However, no matter what kind of coal sample, the outburst critical gas pressure presents a logarithmic variation rule with the depth. As the depth increase, the change amplitude of critical gas pressure gradually decreases, indicating that in deep mines, coal and gas outburst accidents are more sensitive to the effect of gas pressure. A slightly increase can lead to the occurrence of coal and gas outburst, and the outburst incubation time is significantly shorter than that of the shallow part, which brings great difficulty to the early predict and prevent of outbursts. The results of this test are like the previous results, which can explain the feasibility of this test from the side.

With the increase of depth, the maximum horizontal in-situ stress, minimum horizontal in-situ stress and vertical in-situ stress of coal seam increase accordingly. Therefore, the effect of in-situ stress in a single direction on the critical gas pressure is not considered. Instead, the effective stress and lateral pressure coefficient in-situ stress are used to comprehensively analyze the variation rule of the critical gas pressure.
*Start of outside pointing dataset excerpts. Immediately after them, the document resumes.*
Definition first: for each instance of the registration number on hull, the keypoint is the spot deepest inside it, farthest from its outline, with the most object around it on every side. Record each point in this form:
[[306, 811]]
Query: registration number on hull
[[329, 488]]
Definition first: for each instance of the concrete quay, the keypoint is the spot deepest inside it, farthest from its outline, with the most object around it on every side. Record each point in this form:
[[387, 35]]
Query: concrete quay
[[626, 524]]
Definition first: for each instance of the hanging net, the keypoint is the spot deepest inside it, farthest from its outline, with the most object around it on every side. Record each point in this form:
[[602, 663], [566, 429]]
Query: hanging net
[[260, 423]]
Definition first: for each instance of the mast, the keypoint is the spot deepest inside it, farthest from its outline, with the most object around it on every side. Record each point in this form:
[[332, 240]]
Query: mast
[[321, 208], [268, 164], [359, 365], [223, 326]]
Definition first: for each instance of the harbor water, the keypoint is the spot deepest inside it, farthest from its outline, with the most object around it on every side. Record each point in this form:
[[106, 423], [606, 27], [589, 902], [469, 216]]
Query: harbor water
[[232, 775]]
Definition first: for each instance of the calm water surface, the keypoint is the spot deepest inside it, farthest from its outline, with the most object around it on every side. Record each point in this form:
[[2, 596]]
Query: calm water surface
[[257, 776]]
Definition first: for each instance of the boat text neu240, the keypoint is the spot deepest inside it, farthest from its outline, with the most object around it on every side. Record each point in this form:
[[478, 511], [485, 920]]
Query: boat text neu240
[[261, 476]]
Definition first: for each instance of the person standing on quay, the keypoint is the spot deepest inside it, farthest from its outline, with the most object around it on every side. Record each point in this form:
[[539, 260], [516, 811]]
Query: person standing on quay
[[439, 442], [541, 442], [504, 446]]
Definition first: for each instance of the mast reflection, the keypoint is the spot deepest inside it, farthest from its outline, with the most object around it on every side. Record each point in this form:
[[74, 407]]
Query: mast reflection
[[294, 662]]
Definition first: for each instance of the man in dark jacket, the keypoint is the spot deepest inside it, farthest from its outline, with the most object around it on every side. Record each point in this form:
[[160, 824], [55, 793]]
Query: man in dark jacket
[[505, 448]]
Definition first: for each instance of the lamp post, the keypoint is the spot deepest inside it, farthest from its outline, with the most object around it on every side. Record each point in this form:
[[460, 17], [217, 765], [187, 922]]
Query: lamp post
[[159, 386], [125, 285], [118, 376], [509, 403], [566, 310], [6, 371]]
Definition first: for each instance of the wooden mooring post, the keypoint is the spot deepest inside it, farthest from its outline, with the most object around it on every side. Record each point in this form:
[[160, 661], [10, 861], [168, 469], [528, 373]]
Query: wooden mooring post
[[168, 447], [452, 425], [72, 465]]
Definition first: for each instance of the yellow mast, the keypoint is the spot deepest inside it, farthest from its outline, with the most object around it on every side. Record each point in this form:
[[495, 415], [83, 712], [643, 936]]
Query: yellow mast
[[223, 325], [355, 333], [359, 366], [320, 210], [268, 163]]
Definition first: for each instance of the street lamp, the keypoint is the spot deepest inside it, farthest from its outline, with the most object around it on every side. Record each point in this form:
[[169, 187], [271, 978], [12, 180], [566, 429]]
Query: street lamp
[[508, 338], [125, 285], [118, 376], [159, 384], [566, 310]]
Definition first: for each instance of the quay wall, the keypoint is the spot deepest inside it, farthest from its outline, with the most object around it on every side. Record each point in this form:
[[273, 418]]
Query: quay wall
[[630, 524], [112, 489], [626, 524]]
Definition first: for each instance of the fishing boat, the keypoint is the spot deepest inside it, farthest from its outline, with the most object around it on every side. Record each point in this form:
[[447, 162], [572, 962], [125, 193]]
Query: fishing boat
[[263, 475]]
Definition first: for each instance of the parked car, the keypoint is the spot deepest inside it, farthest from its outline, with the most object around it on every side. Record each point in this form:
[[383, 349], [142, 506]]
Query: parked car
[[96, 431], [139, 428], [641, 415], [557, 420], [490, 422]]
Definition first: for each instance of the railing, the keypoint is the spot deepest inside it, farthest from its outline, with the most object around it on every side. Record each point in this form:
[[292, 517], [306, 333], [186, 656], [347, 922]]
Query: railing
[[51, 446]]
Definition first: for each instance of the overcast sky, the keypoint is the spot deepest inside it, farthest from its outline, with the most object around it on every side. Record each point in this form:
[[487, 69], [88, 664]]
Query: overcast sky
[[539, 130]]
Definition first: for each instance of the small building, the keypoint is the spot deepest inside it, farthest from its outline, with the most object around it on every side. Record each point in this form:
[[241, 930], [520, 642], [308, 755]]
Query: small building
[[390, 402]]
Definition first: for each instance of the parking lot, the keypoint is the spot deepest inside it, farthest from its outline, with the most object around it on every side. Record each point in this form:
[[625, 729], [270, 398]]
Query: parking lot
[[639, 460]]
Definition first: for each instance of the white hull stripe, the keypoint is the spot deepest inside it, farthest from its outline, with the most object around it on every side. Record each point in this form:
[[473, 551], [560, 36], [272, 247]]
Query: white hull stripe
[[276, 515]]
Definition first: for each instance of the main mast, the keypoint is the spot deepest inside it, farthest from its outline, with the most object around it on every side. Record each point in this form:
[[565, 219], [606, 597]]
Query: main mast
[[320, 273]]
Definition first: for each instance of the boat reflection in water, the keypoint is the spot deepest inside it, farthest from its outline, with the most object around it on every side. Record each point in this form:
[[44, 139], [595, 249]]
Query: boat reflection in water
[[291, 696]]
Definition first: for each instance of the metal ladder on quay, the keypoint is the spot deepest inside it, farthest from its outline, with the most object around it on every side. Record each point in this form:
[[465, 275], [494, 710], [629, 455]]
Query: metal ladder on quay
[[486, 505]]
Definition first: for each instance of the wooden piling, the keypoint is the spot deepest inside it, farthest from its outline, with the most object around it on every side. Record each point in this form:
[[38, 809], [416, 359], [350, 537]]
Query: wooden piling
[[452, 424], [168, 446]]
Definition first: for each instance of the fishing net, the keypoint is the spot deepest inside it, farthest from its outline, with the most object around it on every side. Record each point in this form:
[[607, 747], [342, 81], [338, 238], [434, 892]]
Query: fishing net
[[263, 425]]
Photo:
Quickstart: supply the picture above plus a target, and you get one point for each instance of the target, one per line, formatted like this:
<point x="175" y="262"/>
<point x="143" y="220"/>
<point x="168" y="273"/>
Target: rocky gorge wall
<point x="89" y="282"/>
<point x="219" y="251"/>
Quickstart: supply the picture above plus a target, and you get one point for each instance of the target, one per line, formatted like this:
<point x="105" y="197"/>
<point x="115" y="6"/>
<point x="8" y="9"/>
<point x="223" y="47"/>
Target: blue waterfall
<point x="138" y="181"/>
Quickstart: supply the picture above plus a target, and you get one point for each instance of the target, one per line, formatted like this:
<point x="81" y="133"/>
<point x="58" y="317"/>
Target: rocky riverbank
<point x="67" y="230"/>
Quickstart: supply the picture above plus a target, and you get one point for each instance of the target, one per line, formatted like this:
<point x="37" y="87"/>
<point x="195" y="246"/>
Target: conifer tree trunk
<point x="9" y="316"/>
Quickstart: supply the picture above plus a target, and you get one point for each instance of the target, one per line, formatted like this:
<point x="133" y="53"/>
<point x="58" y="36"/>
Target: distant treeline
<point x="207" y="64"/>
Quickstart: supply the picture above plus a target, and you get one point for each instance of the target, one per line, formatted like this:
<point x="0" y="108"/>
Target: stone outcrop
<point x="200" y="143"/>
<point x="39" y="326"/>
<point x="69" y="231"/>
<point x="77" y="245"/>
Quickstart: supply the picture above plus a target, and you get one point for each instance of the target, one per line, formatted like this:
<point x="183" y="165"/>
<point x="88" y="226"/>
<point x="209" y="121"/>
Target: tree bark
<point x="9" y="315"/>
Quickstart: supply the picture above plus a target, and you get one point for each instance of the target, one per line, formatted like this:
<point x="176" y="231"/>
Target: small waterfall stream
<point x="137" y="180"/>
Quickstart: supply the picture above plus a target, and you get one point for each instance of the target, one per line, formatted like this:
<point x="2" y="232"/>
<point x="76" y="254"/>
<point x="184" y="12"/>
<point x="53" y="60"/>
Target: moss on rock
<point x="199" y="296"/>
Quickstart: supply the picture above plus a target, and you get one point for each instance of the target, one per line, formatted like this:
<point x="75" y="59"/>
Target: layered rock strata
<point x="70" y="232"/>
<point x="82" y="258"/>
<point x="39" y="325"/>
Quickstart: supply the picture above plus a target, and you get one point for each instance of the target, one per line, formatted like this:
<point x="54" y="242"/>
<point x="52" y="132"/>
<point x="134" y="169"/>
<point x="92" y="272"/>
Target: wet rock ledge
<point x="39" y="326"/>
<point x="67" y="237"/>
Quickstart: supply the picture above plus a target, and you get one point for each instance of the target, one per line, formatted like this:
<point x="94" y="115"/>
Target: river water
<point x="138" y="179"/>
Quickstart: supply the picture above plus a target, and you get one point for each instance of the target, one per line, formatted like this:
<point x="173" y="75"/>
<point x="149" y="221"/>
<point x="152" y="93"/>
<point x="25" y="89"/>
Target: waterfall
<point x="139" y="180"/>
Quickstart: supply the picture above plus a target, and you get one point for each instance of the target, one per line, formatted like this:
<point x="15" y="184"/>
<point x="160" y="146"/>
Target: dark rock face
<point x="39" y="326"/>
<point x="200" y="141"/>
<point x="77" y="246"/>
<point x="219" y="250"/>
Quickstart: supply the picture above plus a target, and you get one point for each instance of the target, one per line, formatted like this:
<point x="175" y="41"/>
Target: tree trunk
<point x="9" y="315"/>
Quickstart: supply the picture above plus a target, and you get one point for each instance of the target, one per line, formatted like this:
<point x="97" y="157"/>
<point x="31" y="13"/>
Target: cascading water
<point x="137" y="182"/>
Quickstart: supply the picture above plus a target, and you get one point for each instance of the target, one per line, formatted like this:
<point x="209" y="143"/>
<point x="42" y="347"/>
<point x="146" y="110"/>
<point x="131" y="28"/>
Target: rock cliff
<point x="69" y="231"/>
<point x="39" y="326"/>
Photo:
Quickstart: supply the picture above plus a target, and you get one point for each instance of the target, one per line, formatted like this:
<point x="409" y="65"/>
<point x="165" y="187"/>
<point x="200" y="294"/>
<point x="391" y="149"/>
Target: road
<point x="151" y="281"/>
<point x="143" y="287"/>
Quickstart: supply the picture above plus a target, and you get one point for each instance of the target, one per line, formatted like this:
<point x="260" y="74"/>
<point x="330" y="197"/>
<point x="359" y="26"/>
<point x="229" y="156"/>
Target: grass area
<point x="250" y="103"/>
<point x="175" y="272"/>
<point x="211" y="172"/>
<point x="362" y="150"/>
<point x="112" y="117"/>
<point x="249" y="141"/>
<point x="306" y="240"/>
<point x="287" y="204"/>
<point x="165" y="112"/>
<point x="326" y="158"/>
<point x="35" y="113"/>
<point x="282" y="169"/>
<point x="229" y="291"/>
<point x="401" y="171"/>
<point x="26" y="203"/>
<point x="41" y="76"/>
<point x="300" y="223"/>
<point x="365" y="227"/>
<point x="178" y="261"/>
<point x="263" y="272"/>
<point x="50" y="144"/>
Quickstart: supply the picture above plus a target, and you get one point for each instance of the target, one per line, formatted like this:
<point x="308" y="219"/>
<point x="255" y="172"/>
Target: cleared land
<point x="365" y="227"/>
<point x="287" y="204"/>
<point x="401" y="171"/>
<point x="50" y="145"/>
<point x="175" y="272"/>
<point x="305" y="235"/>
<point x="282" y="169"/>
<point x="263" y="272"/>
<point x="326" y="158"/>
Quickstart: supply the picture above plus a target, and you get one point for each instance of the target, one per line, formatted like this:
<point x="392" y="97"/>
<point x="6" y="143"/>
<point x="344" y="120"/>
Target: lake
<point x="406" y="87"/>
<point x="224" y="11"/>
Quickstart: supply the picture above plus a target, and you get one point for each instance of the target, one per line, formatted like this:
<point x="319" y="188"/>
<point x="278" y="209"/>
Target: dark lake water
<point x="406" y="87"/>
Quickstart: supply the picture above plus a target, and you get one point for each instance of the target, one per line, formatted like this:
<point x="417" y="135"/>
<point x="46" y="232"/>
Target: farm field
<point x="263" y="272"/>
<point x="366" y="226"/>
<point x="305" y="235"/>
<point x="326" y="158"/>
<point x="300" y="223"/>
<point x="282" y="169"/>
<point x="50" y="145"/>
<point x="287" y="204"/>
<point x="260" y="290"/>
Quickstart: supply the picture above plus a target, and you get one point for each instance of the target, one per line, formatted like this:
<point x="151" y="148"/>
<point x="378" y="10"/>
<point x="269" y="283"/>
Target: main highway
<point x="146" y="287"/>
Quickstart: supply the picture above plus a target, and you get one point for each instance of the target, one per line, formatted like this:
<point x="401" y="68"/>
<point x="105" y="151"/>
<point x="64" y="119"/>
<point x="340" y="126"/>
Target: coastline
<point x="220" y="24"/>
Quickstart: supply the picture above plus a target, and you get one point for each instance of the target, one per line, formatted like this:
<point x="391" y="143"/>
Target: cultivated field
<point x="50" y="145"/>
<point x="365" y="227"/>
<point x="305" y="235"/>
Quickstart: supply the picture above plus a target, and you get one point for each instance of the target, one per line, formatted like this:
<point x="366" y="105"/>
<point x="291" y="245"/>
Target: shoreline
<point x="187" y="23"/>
The effective stress \(\sigma_{ea}\) can be calculated as follows:

$$\sigma_{ea} = \frac{1}{3}\left( {\sigma_{H} + \sigma_{h} + \sigma_{v} } \right) - \frac{1}{2}\left( {P_{cr} - P_{0} } \right)$$

(2)

where \(\sigma_{ea}\) is the effective stress (MPa); \(P_{cr}\) is the critical gas pressure (MPa); \(P_{0}\) is the standard atmospheric pressure, 0.1 MPa.

The calculation formula of the lateral pressure coefficient in-situ stress γ is:

$$\gamma = \frac{{\sigma_{H} + \sigma_{h} }}{{2\sigma_{v} }}$$

(3)

where, γ is the lateral pressure coefficient of in-situ stress, dimensionless.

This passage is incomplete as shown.